Ironically, due to caches, sorting and then using algorithms that rely on order tend to be superior than most hashing implementations, even though they are theoretically worse due to log(n) factor. So in a way, C++ algorithms are actually more modern.
> Ironically, due to caches, sorting and then using algorithms that rely on order tend to be superior than most hashing implementations
This doesn't match my experience at all. C++ trees are not cache-friendly; they're pointer-chasing (and there's no arena implementation in the STL). Second, any sort of ordering structure (be it through a tree or through sorting + binary search) is notoriously prone to branch mispredictions. They look great in a microbenchmark if you search for the same element all the time and the trees are small, but in a practical application, it can be incredibly painful. Pretty much by design, every choice is 50–50 and unpredictable.
std::unordered_map from most STLs isn't a fantastic hash table, but in my experience it absolutely destroys std::map (and is also comfortably ahead of something like std::lower_bound on a sorted array). All of this is assuming large-ish N, of course; for small N (e.g. below 30, usually), the best by far is a simple unsorted array and just going through it linearly.
Agreed, they should use a B-tree to get cache locality and easy generics, but there is legacy code there.
I was referring to the performance of algorithms. For example `std::unique`, `std::lower_bounds`, etc. Many of these use sorted lists, whereas most other languages' standard libraries utilize hashing for these.
> is also comfortably ahead of something like std::lower_bound on a sorted array
I would be interested to learn more about when that's the case. But, it's also not very flexible. You can put an `int` in it, great. Can you put `std::pair<int, int>` in it? Does it work as well?
B-trees don't work well for CPU caches; 64b lines are typically too small to gain much. (OK, the M1 has 128b lines, but still.) And you still get the branch mispredicts, and a significant increase in code complexity, so hashing is still significantly better. (I've seen C++ projects where the main structure was a B+-tree because the lower levels could be residing on disk, but where they maintained a separate hash table in memory to skip the top first few B-tree levels!)
> I would be interested to learn more about when that's the case. But, it's also not very flexible. You can put an `int` in it, great. Can you put `std::pair<int, int>` in it? Does it work as well?

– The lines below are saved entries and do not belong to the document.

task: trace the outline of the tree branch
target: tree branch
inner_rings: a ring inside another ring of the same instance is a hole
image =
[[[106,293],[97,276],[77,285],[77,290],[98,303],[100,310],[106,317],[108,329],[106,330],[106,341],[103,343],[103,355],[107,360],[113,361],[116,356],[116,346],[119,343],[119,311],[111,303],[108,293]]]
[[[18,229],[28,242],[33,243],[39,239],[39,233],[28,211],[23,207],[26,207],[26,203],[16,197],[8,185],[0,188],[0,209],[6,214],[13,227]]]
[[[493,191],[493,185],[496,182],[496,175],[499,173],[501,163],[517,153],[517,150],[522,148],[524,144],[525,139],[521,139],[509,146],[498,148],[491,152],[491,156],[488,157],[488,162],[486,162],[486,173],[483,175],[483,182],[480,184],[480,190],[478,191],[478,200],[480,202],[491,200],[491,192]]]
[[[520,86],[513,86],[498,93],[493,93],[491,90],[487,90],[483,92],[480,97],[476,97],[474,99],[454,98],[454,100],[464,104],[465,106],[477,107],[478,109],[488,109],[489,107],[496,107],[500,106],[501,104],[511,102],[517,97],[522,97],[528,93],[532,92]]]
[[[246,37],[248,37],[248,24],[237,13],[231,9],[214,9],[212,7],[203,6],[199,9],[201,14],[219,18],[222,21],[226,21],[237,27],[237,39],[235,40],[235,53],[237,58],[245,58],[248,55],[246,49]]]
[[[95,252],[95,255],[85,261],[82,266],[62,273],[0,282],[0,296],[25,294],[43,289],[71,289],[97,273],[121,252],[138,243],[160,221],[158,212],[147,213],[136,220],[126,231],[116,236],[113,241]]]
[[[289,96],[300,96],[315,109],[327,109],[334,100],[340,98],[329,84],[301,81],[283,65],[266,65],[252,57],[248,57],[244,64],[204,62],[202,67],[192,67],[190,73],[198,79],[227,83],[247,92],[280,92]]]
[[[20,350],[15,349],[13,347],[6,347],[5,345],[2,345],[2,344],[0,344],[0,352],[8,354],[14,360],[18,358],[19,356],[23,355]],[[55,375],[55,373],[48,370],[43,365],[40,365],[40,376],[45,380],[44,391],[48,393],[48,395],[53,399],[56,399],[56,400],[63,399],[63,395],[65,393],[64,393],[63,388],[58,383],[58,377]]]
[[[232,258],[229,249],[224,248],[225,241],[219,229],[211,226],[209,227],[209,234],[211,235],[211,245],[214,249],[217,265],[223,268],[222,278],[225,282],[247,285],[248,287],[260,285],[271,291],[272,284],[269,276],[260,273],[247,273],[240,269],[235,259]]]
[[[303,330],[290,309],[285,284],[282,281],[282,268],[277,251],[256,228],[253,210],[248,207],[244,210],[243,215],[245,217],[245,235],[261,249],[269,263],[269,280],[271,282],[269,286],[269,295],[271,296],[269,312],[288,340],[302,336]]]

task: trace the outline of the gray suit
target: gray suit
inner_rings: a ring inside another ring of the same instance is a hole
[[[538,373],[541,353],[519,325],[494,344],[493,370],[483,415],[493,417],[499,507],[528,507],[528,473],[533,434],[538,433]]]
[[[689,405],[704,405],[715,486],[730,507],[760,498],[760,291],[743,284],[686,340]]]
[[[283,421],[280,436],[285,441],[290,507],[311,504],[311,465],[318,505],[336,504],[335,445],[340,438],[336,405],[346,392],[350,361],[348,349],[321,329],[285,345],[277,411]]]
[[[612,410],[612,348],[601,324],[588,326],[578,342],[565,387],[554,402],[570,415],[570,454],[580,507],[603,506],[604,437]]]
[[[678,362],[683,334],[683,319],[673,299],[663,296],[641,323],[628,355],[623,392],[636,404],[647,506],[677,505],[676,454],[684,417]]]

If by “it” you're talking about std::unordered_map (as key); yes, you can, but you'd have to supply your own hash function, because std::pair<A, B> does not have a std::hash specialization. (It's a bit sad, but the problem is highly specific to std::pair/std::tuple.) Likewise, you can use any arbitrary type you create yourself, as long as it has operator== and you've written a hash function for it.
Ironically, due to caches, sorting and then using algorithms that rely on order tend to be superior than most hashing implementations, even though they are theoretically worse due to log(n) factor. So in a way, C++ algorithms are actually more modern.